New Yorkers are known to be a rough and tumble bunch. It’s not hard to know that anyone who tries to take on someone from the outskirts of the iconic largest city in the nation wouldn’t fair well. Arguably the most imposing kryptonite that could take down a New Yorker would be infrastructure. It’s said that the New York waste management has the most control over the tightly packed city, but it’s possible that fire and rescue are the ones that strike the most fear in the hearts of the city’s residents.
Members of the less affluent areas of the city’s area are dealing with old homes, often struggling to stay up to code, which is what several members of the community pointed out when FDNY began to shut down houses due to a lack of firefighters willing to subject themselves to mandatory vaccinations. According to a report in The New York Post, the city has shuttered 26 of its companies, as of last Saturday and reported that the shortages are due to the mandate handed down by de Blasio that all city workers must have at least one round of COVID19 vaccinations.
The Post reported that there are a number of “furious elected officials,” who said they felt that the firefighter’s decision to take “time off” work rather than take a forced medical treatment is “unconscionable,” and could have “catastrophic consequences.” This hasn’t slowed down the firefighters who believe that they are having their constitutional rights violated by having to take a treatment that they have questions about, or that they don’t believe should be mandated across the board.
This was not the position of Fire Commissioner Danial A. Nigro who was so incredibly frustrated by his lack of firefighters that he had to make a statement about the event, saying that his department “has not closed any firehouses,” but that the “Irresponsible bogus sick leave by some of our members is creating a danger for New Yorkers and their fellow Firefighters,” Nigro said. “They need to return to work or risk the consequences of their actions.”

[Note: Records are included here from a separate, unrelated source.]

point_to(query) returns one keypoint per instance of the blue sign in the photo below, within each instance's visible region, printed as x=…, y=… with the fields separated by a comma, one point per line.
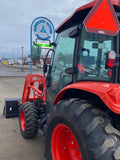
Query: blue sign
x=43, y=28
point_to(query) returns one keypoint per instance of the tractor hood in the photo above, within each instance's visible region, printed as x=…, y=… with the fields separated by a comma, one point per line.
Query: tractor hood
x=109, y=93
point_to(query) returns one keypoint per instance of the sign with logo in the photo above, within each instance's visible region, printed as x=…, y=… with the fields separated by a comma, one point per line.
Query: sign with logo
x=43, y=28
x=102, y=19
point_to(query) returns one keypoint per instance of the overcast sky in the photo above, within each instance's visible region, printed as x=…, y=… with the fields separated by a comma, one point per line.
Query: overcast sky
x=16, y=17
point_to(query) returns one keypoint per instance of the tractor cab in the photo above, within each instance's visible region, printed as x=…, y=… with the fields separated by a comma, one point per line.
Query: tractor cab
x=82, y=56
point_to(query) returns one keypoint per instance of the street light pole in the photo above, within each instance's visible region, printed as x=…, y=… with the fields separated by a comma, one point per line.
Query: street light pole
x=22, y=59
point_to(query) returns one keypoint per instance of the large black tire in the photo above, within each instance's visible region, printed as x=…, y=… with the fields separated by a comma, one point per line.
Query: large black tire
x=97, y=139
x=28, y=119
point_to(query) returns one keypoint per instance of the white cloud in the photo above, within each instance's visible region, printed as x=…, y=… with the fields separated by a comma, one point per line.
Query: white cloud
x=16, y=17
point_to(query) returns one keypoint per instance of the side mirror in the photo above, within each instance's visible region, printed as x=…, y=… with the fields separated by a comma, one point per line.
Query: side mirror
x=110, y=59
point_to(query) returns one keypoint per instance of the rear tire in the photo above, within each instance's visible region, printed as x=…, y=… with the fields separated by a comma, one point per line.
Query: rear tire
x=93, y=137
x=28, y=119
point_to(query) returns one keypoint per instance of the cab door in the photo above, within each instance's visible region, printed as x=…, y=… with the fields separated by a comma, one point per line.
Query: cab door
x=62, y=59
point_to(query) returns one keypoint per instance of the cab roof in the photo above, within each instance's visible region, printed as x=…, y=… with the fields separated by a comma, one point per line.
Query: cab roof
x=80, y=14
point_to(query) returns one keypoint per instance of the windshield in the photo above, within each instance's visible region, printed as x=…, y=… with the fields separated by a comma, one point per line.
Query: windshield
x=92, y=56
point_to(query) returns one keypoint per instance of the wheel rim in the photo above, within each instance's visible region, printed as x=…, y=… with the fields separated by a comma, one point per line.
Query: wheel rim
x=22, y=120
x=64, y=144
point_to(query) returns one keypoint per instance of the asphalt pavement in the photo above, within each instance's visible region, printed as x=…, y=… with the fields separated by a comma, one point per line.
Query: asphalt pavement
x=12, y=145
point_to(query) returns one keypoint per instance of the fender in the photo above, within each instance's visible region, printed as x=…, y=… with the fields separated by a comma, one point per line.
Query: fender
x=109, y=93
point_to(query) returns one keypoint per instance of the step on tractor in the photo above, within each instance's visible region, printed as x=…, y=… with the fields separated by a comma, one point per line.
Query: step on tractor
x=75, y=104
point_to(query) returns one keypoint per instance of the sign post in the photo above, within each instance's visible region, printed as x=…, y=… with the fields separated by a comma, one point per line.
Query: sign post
x=44, y=30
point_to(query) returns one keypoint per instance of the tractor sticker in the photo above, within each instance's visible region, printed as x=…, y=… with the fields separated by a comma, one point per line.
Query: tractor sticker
x=81, y=68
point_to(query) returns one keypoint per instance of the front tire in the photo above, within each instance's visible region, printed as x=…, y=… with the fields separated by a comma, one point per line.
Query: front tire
x=76, y=130
x=28, y=119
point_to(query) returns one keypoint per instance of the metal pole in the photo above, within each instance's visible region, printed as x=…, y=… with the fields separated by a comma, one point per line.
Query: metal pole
x=22, y=59
x=31, y=47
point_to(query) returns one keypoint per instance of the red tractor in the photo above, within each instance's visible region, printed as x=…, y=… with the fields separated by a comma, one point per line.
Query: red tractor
x=76, y=104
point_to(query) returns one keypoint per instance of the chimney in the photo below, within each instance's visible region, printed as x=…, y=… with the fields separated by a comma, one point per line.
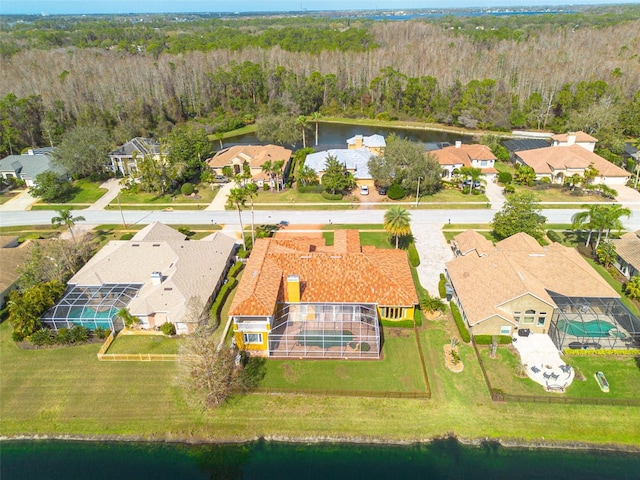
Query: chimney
x=156, y=278
x=293, y=288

There are reportedly temporary shutdowns all over the city, and state representative Nicole Malliotakis (R-SI, Brooklyn) reportedly has five companies temporarily shuttered in her district and she blames NYC Mayor Bill de Blasio: “If someone dies due to a slower emergency response, it’s on Bill de Blasio and his overreaching mandates. I hope this fool fixes it ASAP!” she tweeted.
Concerning as a lack of emergency workers is, it’s no more concerning than the unbending mandates looking to enforce vaccine by City Hall who put a deadline for workers Monday of this week. Thankfully, the jab-resisting are not giving in, however, because the firefighters have a number of reasons they object, including many who say they have natural immunity from already having the virus.
However, as bad ad things are now, it could get a lot worse. The Post reported that the 20 plus companies closed only make up less than 8 percent of the total fire companies in New York. If the objections continue to increase, as is expected, as many as 20 percent could close, which would be around 70 firehouses.
Much like how the current administration hushes the fears of the American people concerned about the nation’s trajectory, a spokeswoman for the NYFD attempted to calm the fears of New Yorkers saying that they “have contingency plans in place if necessary, and there will not be any shortages in any commands. There will be no reduction in police services.”
The FDNY’s Emergency Service Unit has been forced to ask for volunteer firefighters from Long Island and upstate New York to try to fill the positions empty, according to an email that was reviewed by the Post. However, like many of the vaccine-hesitant, while the treatment is a viable option, there is plenty of room for concern.
Over and above the issue of medical freedom, which even many of those who have taken the vaccine have raised, there are also concerns about the effectiveness for every single person who might be taking the shot. In New York state alone, the Hudson Valley Post has reported that as of late September New York State Department of Health is aware of 78,416 laboratory-confirmed cases of COVID-19 in vaccinated individuals. Of those cases, 5,555 were COVID hospitalizations among fully-vaccinated people in New York State.